[developers] ICONS and generation

Sun Feb 7 11:12:27 CET 2016

Thanks! and thanks all!  I've come to a view on this which I think is 
consistent with what everyone has been saying.

First of all, note that in the MRS syntax, we do not distinguish between 
terminated and non-terminated lists/bags.  If we think about it from the 
perspective of typed feature structures, it is clear that there is a 
distinction - for instance a type `list' is the most general type of 
list, and the type `e-list' (empty list) is usually a maximally specific 
type.    Coming back to the notation I used in an earlier message, there 
is a distinction between { ... } (analogous to list in a TFS) and {} (cf 
e-list).

Now, there are two possible interpretations of ICONS as it arises from a 
DELPH-IN grammar (i.e., as it is output after parsing):
1. information structure
2. information structure as it arises from morphosyntax

In the `normal' sentences of the `Kim chased the dog' type, no 
information structure elements arise from morphosyntax.  We can, 
however, expect that various contexts (e.g., discourse) give rise to 
information structure in association with such a sentence.  Hence, with 
respect to interpretation 1, ICONS is not strictly empty but 
underspecified (and similarly a one element ICONS may be underspecified 
with respect to a two-element ICONS and so on).  I think this is 
consistent with what Sanghoun and Emily are saying. Under this 
interpretation, an MRS with no specification of ICONS should indeed 
generate all the variants sentences we've been discussing.  And so on.
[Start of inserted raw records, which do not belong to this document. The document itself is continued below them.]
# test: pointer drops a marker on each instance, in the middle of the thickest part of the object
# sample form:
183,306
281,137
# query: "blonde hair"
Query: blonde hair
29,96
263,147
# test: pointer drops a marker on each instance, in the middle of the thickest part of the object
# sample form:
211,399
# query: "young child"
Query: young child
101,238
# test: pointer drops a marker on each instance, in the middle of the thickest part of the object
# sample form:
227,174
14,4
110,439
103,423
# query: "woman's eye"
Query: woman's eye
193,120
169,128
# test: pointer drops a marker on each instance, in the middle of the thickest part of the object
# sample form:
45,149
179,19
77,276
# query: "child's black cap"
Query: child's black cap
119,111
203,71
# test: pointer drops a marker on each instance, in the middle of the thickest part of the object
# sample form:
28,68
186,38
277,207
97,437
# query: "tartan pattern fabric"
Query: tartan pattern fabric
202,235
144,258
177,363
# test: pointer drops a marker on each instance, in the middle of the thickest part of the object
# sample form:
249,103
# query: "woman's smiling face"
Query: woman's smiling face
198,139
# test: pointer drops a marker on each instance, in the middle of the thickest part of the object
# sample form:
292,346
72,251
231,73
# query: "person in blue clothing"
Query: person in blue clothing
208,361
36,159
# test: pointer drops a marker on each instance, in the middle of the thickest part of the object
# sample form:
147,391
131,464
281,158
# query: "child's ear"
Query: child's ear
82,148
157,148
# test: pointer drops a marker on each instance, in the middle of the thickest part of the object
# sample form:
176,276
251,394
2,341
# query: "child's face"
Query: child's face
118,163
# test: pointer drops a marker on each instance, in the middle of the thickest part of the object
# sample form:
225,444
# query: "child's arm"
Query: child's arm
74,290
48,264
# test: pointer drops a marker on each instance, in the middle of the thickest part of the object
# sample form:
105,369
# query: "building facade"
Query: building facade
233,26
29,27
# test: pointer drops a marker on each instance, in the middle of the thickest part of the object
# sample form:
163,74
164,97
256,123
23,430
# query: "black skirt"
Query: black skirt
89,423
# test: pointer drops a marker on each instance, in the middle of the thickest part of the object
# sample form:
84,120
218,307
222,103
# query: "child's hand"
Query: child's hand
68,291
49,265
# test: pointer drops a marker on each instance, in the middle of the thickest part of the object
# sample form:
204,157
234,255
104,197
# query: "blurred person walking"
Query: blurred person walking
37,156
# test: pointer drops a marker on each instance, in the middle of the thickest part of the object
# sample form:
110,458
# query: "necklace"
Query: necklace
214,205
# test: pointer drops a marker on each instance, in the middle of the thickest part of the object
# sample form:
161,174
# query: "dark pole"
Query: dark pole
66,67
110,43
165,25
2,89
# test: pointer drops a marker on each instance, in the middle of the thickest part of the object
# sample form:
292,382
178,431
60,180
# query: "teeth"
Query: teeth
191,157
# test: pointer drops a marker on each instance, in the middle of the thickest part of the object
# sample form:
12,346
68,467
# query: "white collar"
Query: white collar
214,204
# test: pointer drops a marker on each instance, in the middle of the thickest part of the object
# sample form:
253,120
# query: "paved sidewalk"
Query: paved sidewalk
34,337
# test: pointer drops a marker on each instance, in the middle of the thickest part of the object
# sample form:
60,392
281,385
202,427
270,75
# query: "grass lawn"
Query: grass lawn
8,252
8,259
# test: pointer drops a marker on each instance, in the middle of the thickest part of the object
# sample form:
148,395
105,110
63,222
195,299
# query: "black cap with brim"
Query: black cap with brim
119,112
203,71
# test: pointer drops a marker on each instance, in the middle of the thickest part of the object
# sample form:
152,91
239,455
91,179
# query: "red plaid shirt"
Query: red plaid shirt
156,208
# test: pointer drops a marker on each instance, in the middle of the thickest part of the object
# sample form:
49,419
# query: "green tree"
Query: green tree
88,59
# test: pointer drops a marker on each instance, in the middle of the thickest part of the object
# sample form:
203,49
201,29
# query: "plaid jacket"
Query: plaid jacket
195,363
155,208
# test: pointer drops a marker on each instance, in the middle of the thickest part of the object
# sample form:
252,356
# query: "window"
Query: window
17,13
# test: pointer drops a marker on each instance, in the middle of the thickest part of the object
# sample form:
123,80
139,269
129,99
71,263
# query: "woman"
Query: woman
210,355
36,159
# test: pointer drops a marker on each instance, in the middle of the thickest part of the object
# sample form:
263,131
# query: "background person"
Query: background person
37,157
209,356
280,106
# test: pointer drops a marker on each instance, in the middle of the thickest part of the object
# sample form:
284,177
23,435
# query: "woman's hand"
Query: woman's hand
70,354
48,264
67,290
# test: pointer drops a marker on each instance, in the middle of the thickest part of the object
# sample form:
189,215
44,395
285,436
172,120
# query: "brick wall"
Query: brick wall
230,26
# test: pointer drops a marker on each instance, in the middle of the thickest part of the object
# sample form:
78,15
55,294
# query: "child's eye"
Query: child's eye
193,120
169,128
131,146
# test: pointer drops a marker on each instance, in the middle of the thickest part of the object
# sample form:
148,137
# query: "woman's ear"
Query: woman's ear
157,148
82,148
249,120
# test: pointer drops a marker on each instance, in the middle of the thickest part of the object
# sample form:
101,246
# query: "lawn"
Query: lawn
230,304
However, with respect to interpretation 2, the ICONS emerging from the 
parse of such a sentence is terminated.  Once we've finished parsing, 
we're guaranteeing no more ICONS elements will arise from morphosyntax, 
whatever someone does in discourse.  Under this interpretation, if I say 
I want to generate a sentence with an empty ICONS, I mean I want to 
generate a sentence with no ICONS contribution from morphosyntax.  This 
is also a legitimate use of the realiser, considered as a stand-alone 
module.

Since ICONS is something which I have always thought of as on the 
boundary of morphosyntax and discourse, I want to be able to enrich 
ICONS emerging from parsing with discourse processing, so interpretation 
1 makes complete sense.  However, I believe it is also perfectly 
legitimate to be able to divide the world into what the grammar can be 
expected to do and what it can't, and that is consistent with 
interpretation 2.

As a hypothetical move, consider an additional classification of ICONS 
elements according to whether or not they arise from morphosyntax.  Then 
we can see that a single ICONS value could encompass both 
interpretations.  i.e., what would arise from a parse would be a 
terminated list of morphosyntactic-ICONS elements but the ICONS as a 
whole could be non-terminated.

I think there may be reasons to be able to distinguish ICONS elements 
according to whether they are intended as grammar-derived or not, though 
I do see this might look messy.  But anyway, I want to first check that 
everyone agrees with this analysis of the situation before trying to 
work out what we might do about it in terms of notation.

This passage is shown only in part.